In their blog post, they link to (among many other papers) their IMPALA paper. Now, the blog post only links to that paper with text implying that they're using the "off-policy actor-critic reinforcement learning" described in that paper, but one of the major points of the IMPALA paper is actually an efficient, large-scale, distributed RL setup.
So, until we get more details (for example in their paper that's currently under review), our best guess would be that they're also using a similar kind of distributed RL setup as described in the IMPALA paper. As depicted in Figures 1 and 2, they decouple actors (machines running code to generate experience, e.g. by playing StarCraft) and learners (machines running code to learn/train/update weights of neural network(s)).
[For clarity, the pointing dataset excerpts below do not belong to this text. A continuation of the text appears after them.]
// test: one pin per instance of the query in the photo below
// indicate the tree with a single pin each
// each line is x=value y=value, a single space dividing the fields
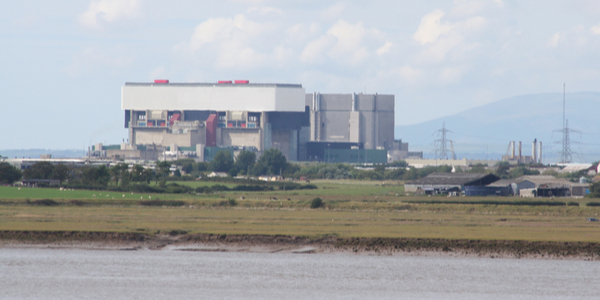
x=502 y=169
x=594 y=190
x=40 y=170
x=8 y=173
x=120 y=173
x=245 y=160
x=222 y=162
x=272 y=162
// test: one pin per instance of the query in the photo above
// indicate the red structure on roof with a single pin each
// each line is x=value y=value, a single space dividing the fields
x=174 y=117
I would assume that their TPUs are definitely being used by the Learner (or, likely, multiple Learners). StarCraft 2 itself won't benefit from running on TPUs (and probably would be impossible to even get to run on them in the first place), because the game logic likely doesn't depend on large-scale, dense matrix operations (the kinds of operations that TPUs are optimized for). So, the StarCraft 2 game itself (which only needs to run for the "actors", not for the "learners") is almost certainly running on CPUs.
The actors will still have to run forwards passes through Neural Networks in order to select actions. I would assume that their Actors are still equipped with either GPUs or TPUs to do this more quickly than a CPU would be capable of, but the more expensive backwards passes are not necessary here; only the Learners need to perform those.